The Affordable Care Act implemented protections and programs beyond the regulation of the health insurance market. Thirty-six states and the District of Columbia have expanded their Medicaid programs under the ACA to individuals with household income up to 138% of the federal poverty level. More than 15.3 million individuals have enrolled in Medicaid or CHIP following expansion. For instance, the ACA created the Center for Medicare and Medicaid Innovation (CMMI) that implements models to test innovative payment and service delivery models. CMMI has been used by the Obama and Trump administrations in testing payment and delivery reforms, including bundled payments, accountable care organizations, and the Trump Administration’s plans to lower drug prices. The decision would eliminate the ACA’s popular consumer protections such as the prohibition on annual and lifetime limits, the prohibition on pre-existing condition exclusions, and the ability for parents to keep children on their health insurance until age 26.

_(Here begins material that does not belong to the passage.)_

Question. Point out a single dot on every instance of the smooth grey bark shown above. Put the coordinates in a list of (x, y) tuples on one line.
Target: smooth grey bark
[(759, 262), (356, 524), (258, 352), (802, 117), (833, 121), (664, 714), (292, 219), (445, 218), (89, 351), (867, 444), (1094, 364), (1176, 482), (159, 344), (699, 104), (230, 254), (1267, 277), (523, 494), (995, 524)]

Insurers participating in the Exchanges are again expected to be profitable in 2018, more insurers are participating in 2019 despite the effective elimination of the Individual Mandate, and premiums are relatively stable. Nonetheless, close to nine years after the enactment and subsequent implementation of the ACA by insurers, health systems, employers, consumers, and state and local governments, Judge O’Connor’s decision has the potential to be enormously disruptive to the American health care system.
Norton Rose Fulbright attorneys will continue to monitor this case and its implications for healthcare system stakeholders.
 Alabama, Arizona, Arkansas, Florida, Georgia, Indiana, Kansas, Louisiana, Mississippi, Missouri, Nebraska, North Dakota, South Carolina, South Dakota, Tennessee, Texas, Utah, West Virginia, Wisconsin, and Governor Paul LePage of Maine (who leaves office at the end of the year).
 California, Connecticut, Delaware, Hawaii, Illinois, Kentucky, Massachusetts, Minnesota, New Jersey, New York, North Carolina, Oregon, Rhode Island, Vermont, Virginia, and Washington.